Thursday, October 04, 2001 

Patients could stay home; pain can be controlled

By Lois M. Collins
Deseret News staff writer

A survey on end-of-life care in Utah indicates many Utahns are dying 
in pain that could be controlled, and they away from the familiar 
surroundings for which they long.
The survey was conducted by the Partnership to Improve End-of-Life 
Care in Utah, a coalition of agencies that deal with people in their final 
days. The coalition hopes the survey will help it do its job better and 
fundamentally change both practices and attitudes around death. According 
to partnership spokeswoman Maureen Henry, the analysis was based on 
interviews with surviving family members of 100 randomly selected adult 
deaths, questioned six months after a loved one had died.
It was conducted against a background of national studies that show 
patient and family preferences for end-of-life treatment are frequently 
either unknown or are disregarded and that palliative and hospice care is 
"too little, too late." National studies also indicate that family members 
and patients are often given unclear or overly optimistic prognoses.
The latter occurs in part because it's hard, emotionally, to tell 
families that a patient is terminal. And it's a message family members 
don't want to receive, Henry said.
A terminal diagnosis is "sometimes construed as no hope," said Dr. 
Jay Jacobson, a medical ethicist who heads the partnership. "We're working 
on the reconstruction of hope." That, he said, is seeing that "death, 
dying and loss are as gentle and well-managed as they can be. Those are 
achievable hopes."
The Utah survey found most of those loved ones had said they'd like 
to die at home, but only 37 percent did. That number is high, compared to 
the national average. Most died in nursing homes or hospitals, often 
because of a sudden change in condition or need for more medical care than 
could be provided.
Two-thirds of the decedents experienced pain in their last month of 
life, and 61 percent of those surveyed believed that pain could have been 
controlled.
Pain control has been somewhat controversial. Doctors have been 
tried for giving patients too much pain medication, while others have been 
tried on charges of elder abuse for failing to control pain.
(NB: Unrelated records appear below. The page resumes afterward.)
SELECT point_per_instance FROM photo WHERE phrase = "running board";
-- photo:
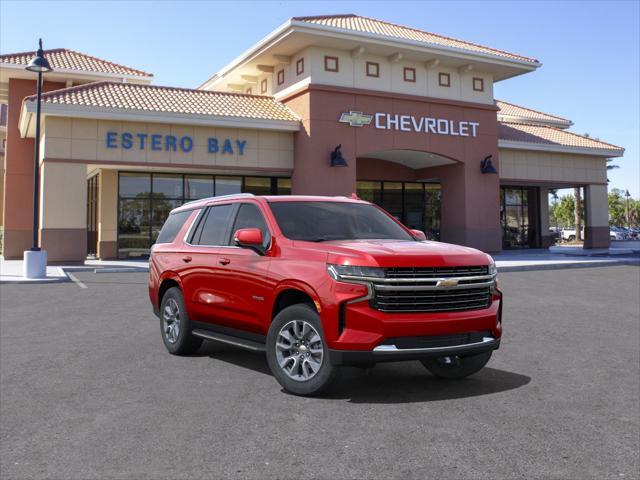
(229, 340)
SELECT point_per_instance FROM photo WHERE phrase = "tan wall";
(352, 74)
(107, 206)
(80, 139)
(534, 166)
(63, 197)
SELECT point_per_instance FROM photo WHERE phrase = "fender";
(290, 284)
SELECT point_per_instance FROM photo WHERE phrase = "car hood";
(399, 253)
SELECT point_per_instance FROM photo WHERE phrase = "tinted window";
(320, 221)
(215, 225)
(172, 226)
(249, 216)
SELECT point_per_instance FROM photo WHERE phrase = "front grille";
(417, 290)
(438, 272)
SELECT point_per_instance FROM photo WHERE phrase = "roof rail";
(221, 197)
Advocates say 
concerns about addiction are silly when a patient is dying and in great 
misery.
Although 81 percent of the respondents said they were aware of the 
availability of hospice services, only 34 percent of those who were dying 
actually received the care, and two-thirds of those had hospice services 
for less than a month, although more than half of the family members knew 
for more than three months that the illness would be fatal.
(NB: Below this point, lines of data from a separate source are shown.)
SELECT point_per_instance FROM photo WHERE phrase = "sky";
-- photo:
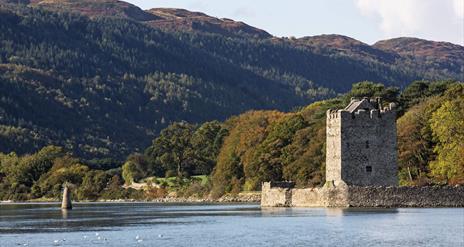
(365, 20)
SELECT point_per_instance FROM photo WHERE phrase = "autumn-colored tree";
(448, 128)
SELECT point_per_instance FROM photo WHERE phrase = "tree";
(135, 168)
(448, 128)
(92, 185)
(173, 149)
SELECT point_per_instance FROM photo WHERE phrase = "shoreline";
(254, 197)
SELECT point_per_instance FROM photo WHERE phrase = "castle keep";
(361, 166)
(361, 144)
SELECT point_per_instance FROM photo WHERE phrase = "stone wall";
(361, 145)
(355, 196)
(273, 195)
(430, 196)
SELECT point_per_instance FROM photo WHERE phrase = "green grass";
(172, 181)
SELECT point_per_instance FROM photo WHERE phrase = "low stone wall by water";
(430, 196)
(273, 195)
"Three months is a generous amount of time to think about planning," 
said Jacobson. Enough time to set up home health services, make hospice 
arrangements, "even enough time to make funeral arrangements and take care 
of legal issues. It could be a very productive, satisfying time.
"It's a bad strategy not to start early," he added, because "it 
takes a while to prepare for death. And one of the lovely things about 
hospice is you get to know the care providers. There are upsides to 
involving them early."
There are also challenges. For one things, many doctors are so 
focused on treating and curing illness that when it becomes clear that's 
not going to happen, they don't know much about the services available, 
Jacobson said. And they can seem to lose interest. "The patient may feel 
quite abandoned."
Particularly if there's pain, it may be time to seek out a 
specialist, Henry said. "There are specialists in pain management and 
symptom control, but even some physicians don't know there are certified 
palliative care specialists in the state."